From my house, I’ve got a window between 5:30 and 6pm where the sky’s dark enough to see
the Saturnian moons yet not be blocked by my roof line. Here’s last night’s composite
image. Separate exposure times for Jupiter, Saturn and the moons. Takahashi 150 with a
1.6x extender (1760mm fl). Canon EOS 80D, ISO 6400, 1/500, 1/160, and 1 sec exposures,
respectively. Processing in PixInsight and Photoshop. Enjoy! Mike
On Dec 20, 2020, at 11:32 AM, Jane Houston Jones via
OTEvents <otevents(a)otastro.org> wrote:
I'm resending information about tomorrow's Jupiter and Saturn planetary
conjunction because a good percentage of our email list didn't receive last
week's note in a timely manner. Also, I'm sharing some photos Mojo and I took
using our cell phones on the 16th, 17 and 19th. Check out the views tonight, and also
after Monday, and let us know what you see!
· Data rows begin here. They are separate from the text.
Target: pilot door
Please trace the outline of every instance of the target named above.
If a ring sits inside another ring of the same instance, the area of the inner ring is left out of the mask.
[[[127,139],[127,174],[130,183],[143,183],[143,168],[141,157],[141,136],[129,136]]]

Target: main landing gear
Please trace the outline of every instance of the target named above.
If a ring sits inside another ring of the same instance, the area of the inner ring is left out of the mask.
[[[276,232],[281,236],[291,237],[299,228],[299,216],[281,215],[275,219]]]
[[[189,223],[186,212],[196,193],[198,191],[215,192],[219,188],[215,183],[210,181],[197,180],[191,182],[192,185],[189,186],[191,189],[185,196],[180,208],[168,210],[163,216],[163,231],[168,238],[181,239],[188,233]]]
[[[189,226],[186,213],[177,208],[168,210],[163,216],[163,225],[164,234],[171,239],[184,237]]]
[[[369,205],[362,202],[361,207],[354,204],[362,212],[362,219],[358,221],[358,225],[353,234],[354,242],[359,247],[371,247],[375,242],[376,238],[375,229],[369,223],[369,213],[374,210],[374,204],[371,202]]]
I love this description of conjunctions from NASA Astronomer Henry Throop in this article
“You can imagine the solar system to be a racetrack, with each of the planets as a runner
in their own lane and the Earth toward the center of the stadium,” said Henry Throop,
astronomer in the Planetary Science Division at NASA Headquarters in Washington. “From our
vantage point, we’ll be able to be to see Jupiter on the inside lane, approaching Saturn
all month and finally overtaking it on December 21.
"The planets regularly appear to pass each other in the solar system, with the
positions of Jupiter and Saturn being aligned in the sky about once every 20 years."
He goes on to remind us of Galileo's views of Jupiter's 1623 conjunction. The
whole article is worth a read!!
For those who would like to see this phenomenon for themselves, here’s what to do (also
copied from the NASA article):
Find a spot with an unobstructed view of the sky, such as a field or park. Jupiter and
Saturn are bright, so they can be seen even from most cities.
An hour after sunset, look to the southwestern sky. Jupiter will look like a bright star
and be easily visible. Saturn will be slightly fainter and will appear slightly above and
to the left of Jupiter until December 21, when Jupiter will overtake it and they will
reverse positions in the sky.
The planets can be seen with the unaided eye, but if you have binoculars or a small
telescope, you may be able to see Jupiter’s four large moons orbiting the giant planet.
(Jane's note: steady your binoculars against a pole or wall for stability.)
Here are a few snaps from our driveway in Monrovia over the past few nights, taken
shortly after sunset. On the 16th, the moon is below the planets, on the 17th above, and
on the 19th the moon is too high in the sky for a photo. I took the first two cell phone
photos, and Mojo took last night's photo.